一个是连精液都肯帮着舔的手足兄弟,一个是连体闺蜜的英雄老爸,任何言论都注定诲淫诲盗,夫妻俩只能不约而同的各怀鬼胎,欲言又止。
许老爷把底细透露给最好的哥们儿,许太太心里说不清是该在激动中钦服还是在感动中担忧。
被小姨妈勾上床的小毛可以不必顾忌太多,被潘多拉圈住的陈大头也可以随时抽身事外,看上去傻愣愣的二东,应该是第一个被彻底雷到的好兄弟。也不知这个深陷困局的家伙能不能从中领悟到什么破解之道。
先自求多福吧!局势尚未明朗之前,哪只手脚都插不进去。
楼下的星巴克规模不小,占了宽宽敞敞的两层底商。祁婧拉着可依直奔二楼西侧的靠窗位子,那是两人最常出没的角落。
「看不出来啊秦爷,还挺大度的。连陈主任都接到请帖了。」这话昨天一直没机会说,今儿个正好拿来开场。
可依毫不客气的白了她一眼,嘴上的刁钻纯粹是靠着惯性:「老领导嘛!都跟你们女人似的小心眼儿,这个世界早晚连广场舞都跳不开啦!」
祁婧依然被逗得「咯咯」直笑,顺便把经念歪:「我还以为你对他余情未了,下最后一副猛药呢!」
不想可依没搭茬儿,忽然盯着她的眼睛,「老实交代,你是不是偷听我打电话了?」
昨天是许太太渡劫的日子,生了太多的不可预料。楼梯转角那一耳朵,即便当时觉得蹊跷,过后也没功夫咂摸滋味儿。
事实上,若非当事人主动提起,她还真没想起来。
「我那可不是偷听啊!刚好路过。」
没有谁比「丽丽姐」更清楚那个电话不可能是陈主任打的了,心念电转间,却并未戳破,只想看看这丫头到底藏着什么猫腻。

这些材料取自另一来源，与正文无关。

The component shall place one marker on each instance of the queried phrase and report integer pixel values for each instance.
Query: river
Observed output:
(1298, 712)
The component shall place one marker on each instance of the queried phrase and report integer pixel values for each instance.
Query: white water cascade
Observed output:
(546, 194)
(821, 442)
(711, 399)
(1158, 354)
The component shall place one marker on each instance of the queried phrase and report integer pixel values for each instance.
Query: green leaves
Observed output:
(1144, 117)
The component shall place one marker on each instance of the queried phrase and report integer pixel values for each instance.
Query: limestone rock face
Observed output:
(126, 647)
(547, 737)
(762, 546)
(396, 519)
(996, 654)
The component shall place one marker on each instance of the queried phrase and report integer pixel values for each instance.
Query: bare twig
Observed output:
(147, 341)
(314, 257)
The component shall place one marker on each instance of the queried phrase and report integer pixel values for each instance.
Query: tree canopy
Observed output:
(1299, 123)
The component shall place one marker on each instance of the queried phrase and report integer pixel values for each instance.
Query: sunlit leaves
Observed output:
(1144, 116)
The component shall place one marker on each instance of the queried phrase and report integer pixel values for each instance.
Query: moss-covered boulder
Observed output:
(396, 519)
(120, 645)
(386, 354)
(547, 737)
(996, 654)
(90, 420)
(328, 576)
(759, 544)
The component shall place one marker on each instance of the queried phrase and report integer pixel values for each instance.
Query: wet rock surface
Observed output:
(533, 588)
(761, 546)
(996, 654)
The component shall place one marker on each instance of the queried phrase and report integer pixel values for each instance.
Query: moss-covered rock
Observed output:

然而,可依接下来既没承认也没否认。一手搅动着咖啡,一手托着香腮,把目光投向了窗外,好像一只习惯了梳理羽毛却不敢飞的笼中鸟。
对面这个美丽乖巧又性格开朗的女孩儿,已经朝夕相处得足够久。祁婧对她即便不敢说了如指掌,仅凭直觉也很容易做到知心共情。
她自称秦爷,看上去大大咧咧的,言辞无不犀利,见识格外通透,可终究还是个女儿身。在涉及个人感情的时候,其实比一般姑娘都要敏感,甚至还有那么一点点怯懦。
跟大师兄百无禁忌的胡天胡地,脑子热。一厢情愿的给领导当小三儿。借着酒劲儿把处男小哥哥拉上床……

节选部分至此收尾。